In der Folge ersuchte die belangte Behörde mit Schreiben vom 4. Juni 1993 den Landesschulrat für Salzburg (LSR) unter anderem, den Beschwerdeführer zur Vorlage einer Ergänzung seines Urlaubsansuchens vom 5. Dezember 1991 aufzufordern, in dem er anführe, er habe im Hinblick auf ein (am 14. Jänner 1992 geführtes) Telefongespräch seinen Karenzurlaub bis zum 13. September 1992 beantragt. Sollte der Beschwerdeführer zu einer derartigen schriftlichen Abänderung seines Antrages nicht bereit sein, nehme die belangte Behörde die Ablehnung des Antrages auf Gewährung eines Karenzurlaubes für das 2. Semester des Schuljahres 1991/92 in Aussicht. Für den Fall einer Ablehnung dieser schriftlichen Bestätigung wurde auf verschiedene dienstrechtliche Möglichkeiten gegen den Beschwerdeführer hingewiesen.
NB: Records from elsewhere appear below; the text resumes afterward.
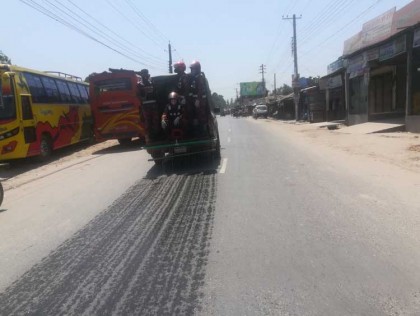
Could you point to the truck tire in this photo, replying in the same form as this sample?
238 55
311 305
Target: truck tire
124 141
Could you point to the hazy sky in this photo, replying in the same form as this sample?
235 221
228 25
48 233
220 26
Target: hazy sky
230 38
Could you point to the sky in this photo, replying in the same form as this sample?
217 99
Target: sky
230 38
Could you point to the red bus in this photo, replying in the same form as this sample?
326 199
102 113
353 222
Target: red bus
115 106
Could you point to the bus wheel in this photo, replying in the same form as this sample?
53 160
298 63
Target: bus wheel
124 141
45 148
217 153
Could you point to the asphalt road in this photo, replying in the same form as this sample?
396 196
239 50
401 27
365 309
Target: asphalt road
273 229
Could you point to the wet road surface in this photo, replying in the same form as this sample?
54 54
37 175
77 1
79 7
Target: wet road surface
274 228
146 254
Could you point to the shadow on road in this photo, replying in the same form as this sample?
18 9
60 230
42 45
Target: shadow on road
16 167
196 164
133 146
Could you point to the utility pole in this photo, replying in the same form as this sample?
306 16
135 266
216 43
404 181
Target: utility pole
262 70
295 79
275 93
170 58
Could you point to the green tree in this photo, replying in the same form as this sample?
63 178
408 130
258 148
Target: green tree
4 59
284 90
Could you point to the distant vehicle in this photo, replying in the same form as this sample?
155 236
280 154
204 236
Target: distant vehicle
41 111
260 111
115 106
162 144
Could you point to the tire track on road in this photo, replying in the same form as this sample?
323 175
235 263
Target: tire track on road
145 254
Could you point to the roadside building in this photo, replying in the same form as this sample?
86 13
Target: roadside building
382 63
333 85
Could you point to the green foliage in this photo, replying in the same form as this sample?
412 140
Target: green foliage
284 90
4 59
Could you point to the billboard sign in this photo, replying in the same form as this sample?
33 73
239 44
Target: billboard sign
252 89
378 29
407 16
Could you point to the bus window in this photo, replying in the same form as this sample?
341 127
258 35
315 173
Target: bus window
116 84
74 92
64 91
51 89
26 108
83 93
36 87
7 104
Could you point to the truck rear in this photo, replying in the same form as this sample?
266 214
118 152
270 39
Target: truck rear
192 138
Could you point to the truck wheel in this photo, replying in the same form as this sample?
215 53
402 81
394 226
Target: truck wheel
124 141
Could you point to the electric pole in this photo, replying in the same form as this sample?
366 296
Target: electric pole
275 93
170 58
262 70
295 81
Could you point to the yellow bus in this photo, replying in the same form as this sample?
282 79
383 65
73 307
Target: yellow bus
41 111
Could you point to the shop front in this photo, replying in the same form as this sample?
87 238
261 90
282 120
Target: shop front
387 79
333 84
In seiner Stellungnahme vom 23. Juli 1993 hielt der Beschwerdeführer daran fest, er habe nach Abgabe seines Gesuches vom 5. Dezember 1991 in mehreren Telefongesprächen sowohl mit dem LSR als auch mit der belangten Behörde versucht zu klären, ob mit einer Bewilligung des von ihm für das

2. Semester des Schuljahres 1991/92 beantragten Karenzurlaubes gerechnet werden könne. Dazu habe er jeweils sehr widersprüchliche Antworten erhalten. Lediglich im Gespräch mit Herrn Ministerialrat Mag. H. am 14. Jänner 1992 habe er in Erfahrung bringen können, sein Karenzurlaub würde so gut wie sicher gewährt werden. Hinsichtlich der Ferien habe Mag. H. hinzugefügt, eine aliquote Bezahlung der Ferien sei nicht möglich. Dann sei er bei der Karenzurlaubsgewährung auf die Gleichbehandlung der Dienstnehmer hingewiesen worden. Dies habe der Beschwerdeführer aber als Belehrung und nicht als Modifizierung seines Antrages vom 5. Dezember 1991 aufgefaßt. Seines Wissens habe er in keinem Gespräch mit den verschiedenen Sachbearbeitern des LSR bzw. der belangten Behörde seinen Antrag vom 5. Dezember 1991 ausdrücklich abgeändert oder einer Abänderung zugestimmt. Er sei auch nicht vor die Alternative gestellt worden, es könne nur mit einer Zustimmung zu dieser Abänderung ein Karenzurlaub gewährt werden. Zur Aufforderung, die telefonische Abänderung seines Antrages schriftlich zu bestätigen, weise er nur darauf hin, er hätte bei Vorliegen eines solchen Sachverhaltes keine Verwaltungsgerichtshof-Beschwerde geführt. Die ihm angedrohten dienstrechtlichen Schritte "für den Fall einer Ablehnung der schriftlichen Bestätigung des Telefonates" gingen ins Leere, da er nur nach seinem Wissensstand über den Inhalt des Telefonates Auskunft geben könne. Im übrigen habe er tatsächlich am 13. Juli 1992 wieder seinen Dienst angetreten (Anschluß einer Dienstantritts-Erklärung) und über Weisung der Direktion Dienstleistungen (Vorlage einer Leistungsbeurteilung für eine Unterrichtspraktikantin für das 1. Semester des Schuljahres 1991/92) erbracht. Dies stelle ein Indiz dafür dar, daß auch die Direktion davon ausgegangen sei, es sei ein Karenzurlaub für das 2. Semester des Schuljahres 1991/92 gewährt worden. Mit seinem Antrag vom 5. Dezember 1991 habe er Karenzurlaub für das 2. Semester des Schuljahres 1991/92 (ohne Hauptferien) begehrt.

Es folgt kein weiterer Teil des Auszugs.